Annan-ship (Or Perhaps, Maybe, The End is in Sight?)

Right now, I'm loving Annan so much that it's threatening to become a cult.

I love his grit and determination, his "I'm not ready to contemplate failure. I'm not ready to give up now."

Of all the people involved in this process, he's the only one I've been able to trust as not having come laden with a basketful of hidden agendas or worse still, having been lowered as a puppet into our circumstances by "vested interests."

I'm the people, and I feel as though Annan is looking beyond the shenanigans of both sides of the political divide, that he sees me, and that he is using me as a true north, to navigate his way to the Kenya That Ought To Be from this desolate place called Kenya Today.

Now he says that a political settlement will be announced next week.

It's looking to me like we'll have a government of national unity. I can live with a government of national unity. Especially if that government is charged primarily with bringing about the kind of reform that will ensure that we will never go down this road again.

Let this be a Reform Term, however long the term might be. Let it be clear that this is an Extraordinary Term, and that the 10th parliament's responsibility is to help us successfully build a bridge from the Kenya that was to the Kenya we want.

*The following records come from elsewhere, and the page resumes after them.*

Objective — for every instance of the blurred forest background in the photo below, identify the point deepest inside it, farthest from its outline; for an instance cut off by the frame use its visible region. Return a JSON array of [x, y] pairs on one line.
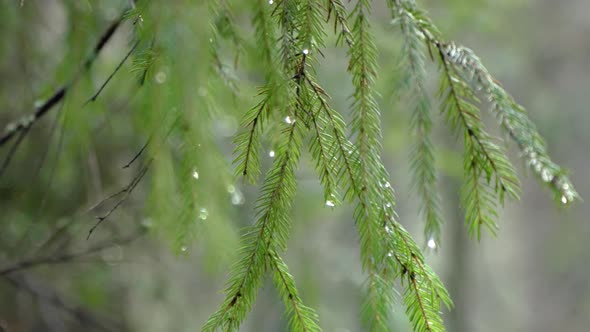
[[534, 276]]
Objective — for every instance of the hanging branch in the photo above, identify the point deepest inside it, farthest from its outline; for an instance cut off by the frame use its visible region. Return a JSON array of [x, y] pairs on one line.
[[27, 121], [465, 70], [422, 161], [126, 192], [64, 258], [86, 319]]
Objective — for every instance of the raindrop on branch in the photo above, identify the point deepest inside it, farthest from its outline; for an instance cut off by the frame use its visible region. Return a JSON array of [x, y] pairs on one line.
[[431, 244], [203, 214]]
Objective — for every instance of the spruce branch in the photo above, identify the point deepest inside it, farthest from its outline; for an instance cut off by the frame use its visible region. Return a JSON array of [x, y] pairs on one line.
[[483, 158], [512, 116], [270, 231], [422, 162], [302, 318]]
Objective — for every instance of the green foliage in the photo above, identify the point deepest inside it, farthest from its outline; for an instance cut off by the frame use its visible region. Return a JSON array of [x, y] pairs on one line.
[[293, 113]]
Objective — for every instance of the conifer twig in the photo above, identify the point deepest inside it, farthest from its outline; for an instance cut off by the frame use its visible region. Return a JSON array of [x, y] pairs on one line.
[[27, 121]]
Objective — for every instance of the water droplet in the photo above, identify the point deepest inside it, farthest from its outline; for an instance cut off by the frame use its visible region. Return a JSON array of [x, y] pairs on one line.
[[431, 244], [147, 222], [203, 213], [546, 175], [387, 229], [160, 77]]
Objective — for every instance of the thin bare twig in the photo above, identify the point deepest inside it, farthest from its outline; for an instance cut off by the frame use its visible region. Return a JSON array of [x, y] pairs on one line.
[[68, 257], [110, 77], [28, 121], [126, 191], [42, 293]]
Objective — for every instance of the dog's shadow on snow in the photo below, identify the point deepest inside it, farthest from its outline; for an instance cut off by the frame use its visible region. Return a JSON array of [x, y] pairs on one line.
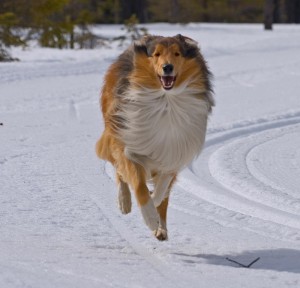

(Ohmygoodness. Could we really have finally turned the corner? Must be, with the ban on both live media coverage and holding of public rallies lifted. I can hardly believe it. Perhaps I should say I'm afraid to believe it, although I want to believe it so badly. ohmygoodness.)

3 Other Thoughts:

Mwangi - the Displaced African said...

It's still tentative and we can't make a definite conclusion but as far as I can see and from what I am hearing, it looks as though the violence and madness is about to come to an end.

The next few years - if this truce lasts, which let's all pray it does - at the very least will be very interesting. Let's all hold hands and work to make it the years when the poor and marginalized actually get their voices heard in the 10th parliament.

Prousette said...

R,
Am holding my breath from too. Hope begins to swell in my heart that we can actually do this and come out of it.

DrBacchus said...

After living through the shock of "this can't possibly be happening in Kenya", I find that I'm afraid to believe it and be crushed again. I hope it's for real, but I don't know what to believe. Can they really agree to work together? I sure hope so.